We have a machine running some stuff on Docker, and little by little it has started to become important to keep an eye on it. However, looking for information on monitoring a Docker server it always seem to assume you’re running it in Swarm mode, which is not and WILL NOT be the case of this machine, Swarm adds a layer of complexity unneeded in this case.
What do you recommend for this case? I for one would love if the thing didn’t just give you a view of the things running on it but also gave you notifications if something went wrong (like if a container had to be restarted, or if one suddenly started eating all the CPU or something unusual).
I will be keeping an eye on this thread to see what other people do, but what I have done in the past is to have a couple different health checking strategies.

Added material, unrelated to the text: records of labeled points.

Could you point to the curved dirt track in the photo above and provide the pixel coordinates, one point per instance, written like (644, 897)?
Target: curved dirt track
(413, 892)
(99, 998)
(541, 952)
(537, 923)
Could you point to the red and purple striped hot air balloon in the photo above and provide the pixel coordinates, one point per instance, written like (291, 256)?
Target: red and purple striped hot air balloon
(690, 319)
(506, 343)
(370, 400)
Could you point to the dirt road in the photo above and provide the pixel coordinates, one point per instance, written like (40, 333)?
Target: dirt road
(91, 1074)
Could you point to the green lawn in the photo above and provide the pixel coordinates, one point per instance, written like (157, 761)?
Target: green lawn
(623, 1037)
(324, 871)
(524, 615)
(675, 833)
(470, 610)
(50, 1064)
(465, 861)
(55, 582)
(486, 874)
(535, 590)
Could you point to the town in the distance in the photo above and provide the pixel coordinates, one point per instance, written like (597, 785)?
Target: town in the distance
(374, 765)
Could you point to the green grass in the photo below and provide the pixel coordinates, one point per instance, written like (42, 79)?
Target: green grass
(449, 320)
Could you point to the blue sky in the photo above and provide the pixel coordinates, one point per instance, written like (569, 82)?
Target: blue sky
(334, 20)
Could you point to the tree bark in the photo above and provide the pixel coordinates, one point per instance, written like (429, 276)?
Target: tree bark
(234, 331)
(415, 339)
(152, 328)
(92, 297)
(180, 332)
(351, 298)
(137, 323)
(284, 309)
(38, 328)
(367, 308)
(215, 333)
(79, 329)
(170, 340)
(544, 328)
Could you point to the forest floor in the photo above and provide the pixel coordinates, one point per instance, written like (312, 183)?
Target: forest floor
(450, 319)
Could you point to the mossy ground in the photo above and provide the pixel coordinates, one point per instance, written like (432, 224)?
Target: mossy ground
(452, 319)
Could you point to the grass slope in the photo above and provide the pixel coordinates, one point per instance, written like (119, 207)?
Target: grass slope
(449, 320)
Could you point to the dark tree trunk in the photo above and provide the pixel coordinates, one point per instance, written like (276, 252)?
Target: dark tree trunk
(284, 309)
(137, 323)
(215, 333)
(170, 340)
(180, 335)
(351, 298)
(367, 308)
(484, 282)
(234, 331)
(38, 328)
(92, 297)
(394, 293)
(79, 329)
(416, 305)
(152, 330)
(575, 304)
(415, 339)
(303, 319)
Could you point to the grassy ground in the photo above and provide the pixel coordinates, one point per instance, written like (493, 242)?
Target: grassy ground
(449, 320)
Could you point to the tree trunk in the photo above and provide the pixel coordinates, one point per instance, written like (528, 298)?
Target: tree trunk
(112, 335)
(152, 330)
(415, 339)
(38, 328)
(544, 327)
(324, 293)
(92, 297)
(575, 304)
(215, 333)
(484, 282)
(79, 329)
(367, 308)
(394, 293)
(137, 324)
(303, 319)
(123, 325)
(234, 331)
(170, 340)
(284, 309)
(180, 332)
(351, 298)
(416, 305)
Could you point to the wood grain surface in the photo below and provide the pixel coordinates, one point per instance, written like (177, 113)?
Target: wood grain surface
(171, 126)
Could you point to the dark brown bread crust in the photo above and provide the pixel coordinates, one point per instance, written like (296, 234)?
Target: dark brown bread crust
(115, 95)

- For web-accessible services I am running, I usually run something like Uptime Kuma or Gatus on a different box checking to make sure those web endpoints are available and performant. I lately have been really digging how Gatus can check more than just the response header, but also latency and certificate validity.
- For the host machine, you can set up custom alerts within netdata for stuff like cpu utilization and memory with custom thresholds. The only other solution I have used for this in the past is setting up alerts through my VPS provider (if it is a VPS that is).
- On really low-spec machines I have had trouble with netdata though, so I don’t have a good solution in those cases. Interested to see if there are less demanding options. Instead, I have resorted to just using dashdot as a PWA so that I can check it easily on my phone if I am on the go.
- For some custom services in the past that run on set schedules, I have used healthchecks.io (which you can selfhost) to send alerts in the case that they don’t run for some reason.
- As for the containers being restarted, I actually don’t have experience with that, so I am interested to see what others have done.
Gatus sounds pretty cool, I’ll definitely give it a closer look later. Maybe it’s the push I needed to go ahead and look into proper observability as a whole, log ingestion and whatnot. My homelab setup is sorely lacking on that department if I’m being honest lol
Uptime Kuma for web monitoring.
I’m experimenting with both Zabbix and Netdata to see which one I want to keep for monitoring resources on my hosts.
I use healthchecks.io to monitor backup scripts and cronjobs.
I’m using Autoheal to restart containers that are in an unhealthy state. For some containers this means I need to write my own health check. I mostly did this to resolve a rare issue where Plex would lock up but it’s helped in other scenarios too.
Have started experimenting with OpenTelemetry (https://opentelemetry.io/docs/what-is-opentelemetry/) to add observability to different parts of the stack running inside a Docker container.
Not gotten far enough to recommend anything specific, but there is big ecosystem of open source collectors and analytics tools out there.